No entanto, a faixa “Bola de Neve” com a part. de Ravi Lobo (Rap Nova Era) traz esse aspecto acima mencionado: Aqui como falamos antes, um dos hinos do grupo que já possui estofo suficiente para lançar um “Greatest Hinos” do qual Bola de Neve talvez seja o que mais empolga os bate cabeça quando toca. A simplicidade complexa que conjugou underground e gangsta rap nesta música ajusta bem uma imagem rara na poesia do rap nacional, Bola de Neve se refere ao mesmo tempo a duas coisas que são constantes mesmo aqui numa cidade sul americana. 

A guerra às drogas geram uma onda de violência que vitima negros e negras em nossas periferias, produzindo uma forma socialmente aceitátvel pela branquitude de exclusão e violências às minorias do estado. Uma imagem poética eivada de rajadas de palavras de uma cultura insubmissa que consegue nos alertar e registrar um momento que infelizmente ainda não passou em nossos guetos. 
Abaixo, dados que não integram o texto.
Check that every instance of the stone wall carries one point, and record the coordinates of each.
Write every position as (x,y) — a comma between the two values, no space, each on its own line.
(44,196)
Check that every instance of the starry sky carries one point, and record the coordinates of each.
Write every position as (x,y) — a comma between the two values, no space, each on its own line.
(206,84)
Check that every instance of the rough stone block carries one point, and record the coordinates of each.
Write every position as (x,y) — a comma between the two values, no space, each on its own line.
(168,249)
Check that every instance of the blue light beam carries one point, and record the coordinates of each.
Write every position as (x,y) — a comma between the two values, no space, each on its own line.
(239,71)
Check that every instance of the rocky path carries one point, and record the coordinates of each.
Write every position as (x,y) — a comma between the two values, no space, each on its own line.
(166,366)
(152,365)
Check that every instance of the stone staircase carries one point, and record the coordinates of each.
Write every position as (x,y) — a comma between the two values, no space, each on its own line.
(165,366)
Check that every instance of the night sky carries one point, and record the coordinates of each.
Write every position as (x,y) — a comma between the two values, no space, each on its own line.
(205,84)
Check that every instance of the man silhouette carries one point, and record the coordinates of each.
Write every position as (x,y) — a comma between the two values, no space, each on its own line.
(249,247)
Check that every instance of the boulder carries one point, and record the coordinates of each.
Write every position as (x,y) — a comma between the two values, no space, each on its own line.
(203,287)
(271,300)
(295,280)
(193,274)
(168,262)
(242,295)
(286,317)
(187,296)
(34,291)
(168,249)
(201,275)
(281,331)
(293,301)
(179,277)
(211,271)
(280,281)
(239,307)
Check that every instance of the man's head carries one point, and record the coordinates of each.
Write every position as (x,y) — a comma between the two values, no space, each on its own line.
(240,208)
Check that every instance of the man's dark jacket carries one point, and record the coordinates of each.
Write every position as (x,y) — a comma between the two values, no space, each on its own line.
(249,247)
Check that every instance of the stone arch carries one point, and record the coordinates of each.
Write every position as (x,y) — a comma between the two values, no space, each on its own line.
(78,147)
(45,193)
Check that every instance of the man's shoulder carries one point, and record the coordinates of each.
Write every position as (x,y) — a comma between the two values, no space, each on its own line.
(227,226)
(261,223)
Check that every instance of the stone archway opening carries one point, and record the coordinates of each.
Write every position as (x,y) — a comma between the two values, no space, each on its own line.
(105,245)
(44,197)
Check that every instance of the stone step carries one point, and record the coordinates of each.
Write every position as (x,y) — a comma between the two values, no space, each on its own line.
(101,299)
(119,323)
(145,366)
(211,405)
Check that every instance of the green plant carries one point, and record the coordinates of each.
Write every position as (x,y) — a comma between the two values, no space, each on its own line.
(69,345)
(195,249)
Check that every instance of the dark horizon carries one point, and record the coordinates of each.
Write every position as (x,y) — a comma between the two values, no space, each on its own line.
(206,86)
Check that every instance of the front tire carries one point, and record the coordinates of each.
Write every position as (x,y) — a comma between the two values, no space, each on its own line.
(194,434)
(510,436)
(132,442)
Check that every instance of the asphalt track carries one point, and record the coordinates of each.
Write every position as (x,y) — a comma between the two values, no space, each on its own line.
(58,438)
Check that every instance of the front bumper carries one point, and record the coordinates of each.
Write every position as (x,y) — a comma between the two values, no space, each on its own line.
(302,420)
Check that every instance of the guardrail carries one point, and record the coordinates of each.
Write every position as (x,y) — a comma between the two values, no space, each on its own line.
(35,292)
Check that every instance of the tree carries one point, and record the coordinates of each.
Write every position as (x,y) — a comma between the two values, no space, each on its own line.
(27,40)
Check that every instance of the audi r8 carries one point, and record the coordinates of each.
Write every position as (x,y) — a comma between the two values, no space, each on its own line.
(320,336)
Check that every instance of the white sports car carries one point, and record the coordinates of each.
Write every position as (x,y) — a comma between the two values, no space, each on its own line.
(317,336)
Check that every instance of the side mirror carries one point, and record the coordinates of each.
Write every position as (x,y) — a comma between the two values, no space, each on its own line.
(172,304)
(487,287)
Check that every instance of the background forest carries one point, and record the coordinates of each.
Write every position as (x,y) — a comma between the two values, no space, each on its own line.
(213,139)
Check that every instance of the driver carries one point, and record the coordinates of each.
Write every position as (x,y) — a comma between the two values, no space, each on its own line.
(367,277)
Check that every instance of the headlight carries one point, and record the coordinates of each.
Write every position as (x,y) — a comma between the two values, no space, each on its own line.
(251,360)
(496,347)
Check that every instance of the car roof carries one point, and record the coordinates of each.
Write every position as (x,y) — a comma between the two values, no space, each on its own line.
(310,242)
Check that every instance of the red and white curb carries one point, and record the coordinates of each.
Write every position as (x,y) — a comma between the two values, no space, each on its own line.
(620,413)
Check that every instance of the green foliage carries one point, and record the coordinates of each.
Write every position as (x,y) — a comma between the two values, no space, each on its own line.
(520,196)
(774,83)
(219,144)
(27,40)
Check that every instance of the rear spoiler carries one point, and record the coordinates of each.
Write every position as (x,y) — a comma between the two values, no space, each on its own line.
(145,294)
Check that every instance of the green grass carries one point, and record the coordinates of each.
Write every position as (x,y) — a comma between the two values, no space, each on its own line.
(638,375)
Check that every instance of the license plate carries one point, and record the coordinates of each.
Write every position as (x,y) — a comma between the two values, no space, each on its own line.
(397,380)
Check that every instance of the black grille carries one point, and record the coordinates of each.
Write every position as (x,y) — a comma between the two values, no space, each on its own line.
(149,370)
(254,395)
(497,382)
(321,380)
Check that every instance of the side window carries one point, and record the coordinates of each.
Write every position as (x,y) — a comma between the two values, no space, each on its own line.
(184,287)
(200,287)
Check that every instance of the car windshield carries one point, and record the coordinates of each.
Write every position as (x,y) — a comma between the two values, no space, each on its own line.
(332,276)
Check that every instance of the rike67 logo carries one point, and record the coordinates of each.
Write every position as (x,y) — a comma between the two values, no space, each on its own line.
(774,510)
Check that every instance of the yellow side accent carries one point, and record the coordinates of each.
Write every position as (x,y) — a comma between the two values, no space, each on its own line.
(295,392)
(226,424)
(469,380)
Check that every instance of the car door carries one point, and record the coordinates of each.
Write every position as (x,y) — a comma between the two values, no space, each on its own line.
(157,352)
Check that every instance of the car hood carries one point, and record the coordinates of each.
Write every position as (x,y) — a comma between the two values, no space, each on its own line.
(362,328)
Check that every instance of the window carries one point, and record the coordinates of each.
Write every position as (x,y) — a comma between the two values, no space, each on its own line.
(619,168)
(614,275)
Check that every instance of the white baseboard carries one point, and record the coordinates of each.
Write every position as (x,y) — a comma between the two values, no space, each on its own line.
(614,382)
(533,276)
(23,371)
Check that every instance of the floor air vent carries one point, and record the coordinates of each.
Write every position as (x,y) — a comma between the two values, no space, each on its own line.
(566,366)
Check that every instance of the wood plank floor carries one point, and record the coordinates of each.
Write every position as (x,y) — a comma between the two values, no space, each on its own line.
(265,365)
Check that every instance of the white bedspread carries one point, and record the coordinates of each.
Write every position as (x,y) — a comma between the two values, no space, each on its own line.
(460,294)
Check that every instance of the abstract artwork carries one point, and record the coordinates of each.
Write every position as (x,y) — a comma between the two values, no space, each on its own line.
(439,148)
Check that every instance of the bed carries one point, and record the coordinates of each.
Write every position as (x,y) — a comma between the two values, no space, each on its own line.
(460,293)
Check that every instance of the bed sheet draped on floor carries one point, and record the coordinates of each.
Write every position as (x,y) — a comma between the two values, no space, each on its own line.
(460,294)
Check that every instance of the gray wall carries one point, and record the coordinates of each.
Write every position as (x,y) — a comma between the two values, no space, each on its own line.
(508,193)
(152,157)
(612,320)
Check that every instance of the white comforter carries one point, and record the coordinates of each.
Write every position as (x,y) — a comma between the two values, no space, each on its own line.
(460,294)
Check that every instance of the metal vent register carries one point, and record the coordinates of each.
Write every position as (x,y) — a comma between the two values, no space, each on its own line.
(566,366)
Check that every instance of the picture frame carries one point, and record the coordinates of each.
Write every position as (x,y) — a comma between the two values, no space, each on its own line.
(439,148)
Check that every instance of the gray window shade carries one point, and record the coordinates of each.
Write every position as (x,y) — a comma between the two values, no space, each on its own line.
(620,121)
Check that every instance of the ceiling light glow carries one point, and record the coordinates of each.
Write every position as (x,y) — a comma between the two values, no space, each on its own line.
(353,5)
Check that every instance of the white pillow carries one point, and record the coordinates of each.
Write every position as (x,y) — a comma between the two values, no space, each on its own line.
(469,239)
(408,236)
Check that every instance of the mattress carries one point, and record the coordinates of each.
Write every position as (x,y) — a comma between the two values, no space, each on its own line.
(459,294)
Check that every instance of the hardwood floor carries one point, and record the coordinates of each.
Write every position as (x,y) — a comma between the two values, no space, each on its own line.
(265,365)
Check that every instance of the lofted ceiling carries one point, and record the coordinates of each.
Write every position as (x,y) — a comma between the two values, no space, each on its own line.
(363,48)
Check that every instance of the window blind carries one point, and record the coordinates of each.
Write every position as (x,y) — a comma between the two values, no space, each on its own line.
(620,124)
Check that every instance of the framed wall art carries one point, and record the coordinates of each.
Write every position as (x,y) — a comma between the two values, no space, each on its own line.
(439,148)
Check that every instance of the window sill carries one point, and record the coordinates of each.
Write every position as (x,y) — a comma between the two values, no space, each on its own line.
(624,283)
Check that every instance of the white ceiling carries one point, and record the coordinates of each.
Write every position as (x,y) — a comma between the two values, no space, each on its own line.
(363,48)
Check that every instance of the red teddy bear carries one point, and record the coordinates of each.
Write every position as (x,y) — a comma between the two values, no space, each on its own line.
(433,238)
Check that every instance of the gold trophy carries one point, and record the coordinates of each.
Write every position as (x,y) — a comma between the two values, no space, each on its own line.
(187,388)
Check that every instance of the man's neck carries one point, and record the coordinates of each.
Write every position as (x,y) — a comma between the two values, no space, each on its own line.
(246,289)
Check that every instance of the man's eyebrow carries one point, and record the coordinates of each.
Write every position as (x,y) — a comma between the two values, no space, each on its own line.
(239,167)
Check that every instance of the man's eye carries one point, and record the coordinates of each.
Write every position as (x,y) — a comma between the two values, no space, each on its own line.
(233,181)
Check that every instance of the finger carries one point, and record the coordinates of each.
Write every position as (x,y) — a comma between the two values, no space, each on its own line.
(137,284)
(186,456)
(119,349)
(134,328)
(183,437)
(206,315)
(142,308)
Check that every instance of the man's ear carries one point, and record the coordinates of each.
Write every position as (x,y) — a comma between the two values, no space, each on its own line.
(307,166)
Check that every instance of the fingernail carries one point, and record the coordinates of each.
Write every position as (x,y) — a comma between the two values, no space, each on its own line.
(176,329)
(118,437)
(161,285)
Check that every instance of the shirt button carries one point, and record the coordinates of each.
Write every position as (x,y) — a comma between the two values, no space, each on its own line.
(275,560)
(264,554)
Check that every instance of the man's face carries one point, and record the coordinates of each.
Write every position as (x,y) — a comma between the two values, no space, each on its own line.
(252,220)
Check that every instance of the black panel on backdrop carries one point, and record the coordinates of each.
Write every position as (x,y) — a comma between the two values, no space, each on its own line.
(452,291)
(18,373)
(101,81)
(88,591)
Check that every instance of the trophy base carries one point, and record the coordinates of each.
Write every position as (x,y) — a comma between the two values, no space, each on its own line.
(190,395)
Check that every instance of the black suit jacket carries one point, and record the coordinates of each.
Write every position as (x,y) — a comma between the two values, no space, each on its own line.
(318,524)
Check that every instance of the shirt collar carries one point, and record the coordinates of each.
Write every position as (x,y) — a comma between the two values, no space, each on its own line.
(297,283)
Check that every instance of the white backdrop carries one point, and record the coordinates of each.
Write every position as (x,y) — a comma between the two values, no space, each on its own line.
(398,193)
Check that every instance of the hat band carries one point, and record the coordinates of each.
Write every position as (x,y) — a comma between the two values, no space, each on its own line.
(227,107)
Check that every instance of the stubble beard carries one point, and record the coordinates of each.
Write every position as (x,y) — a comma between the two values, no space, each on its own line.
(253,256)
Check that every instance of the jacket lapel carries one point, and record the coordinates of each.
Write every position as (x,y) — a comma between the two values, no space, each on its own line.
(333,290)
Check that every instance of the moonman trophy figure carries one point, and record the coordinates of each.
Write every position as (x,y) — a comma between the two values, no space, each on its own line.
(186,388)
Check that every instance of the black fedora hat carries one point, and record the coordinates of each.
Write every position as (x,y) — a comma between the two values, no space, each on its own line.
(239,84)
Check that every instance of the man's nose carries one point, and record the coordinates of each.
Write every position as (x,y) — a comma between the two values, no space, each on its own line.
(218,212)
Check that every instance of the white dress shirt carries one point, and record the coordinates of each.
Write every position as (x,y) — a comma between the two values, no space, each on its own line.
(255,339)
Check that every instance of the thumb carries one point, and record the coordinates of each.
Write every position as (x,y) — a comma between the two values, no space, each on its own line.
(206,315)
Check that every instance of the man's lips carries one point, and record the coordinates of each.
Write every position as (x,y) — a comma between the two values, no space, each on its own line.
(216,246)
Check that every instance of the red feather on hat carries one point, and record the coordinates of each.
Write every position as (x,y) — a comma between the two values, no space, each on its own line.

Saca Só e seu EP de estréia Se Eles Não Faz… Nóz Faz (2013) é um dos 10 maiores registros do rap baiano, daquelas obras que nos fazem ter certeza que mesmo em meio a precariedade a arte baiana e o rap baiano merece muito apoio. Os caras ainda lançaram um disco após essa estreia, desenvolveram um projeto chamado Estilo Solto mas isso é conversa para outro dia!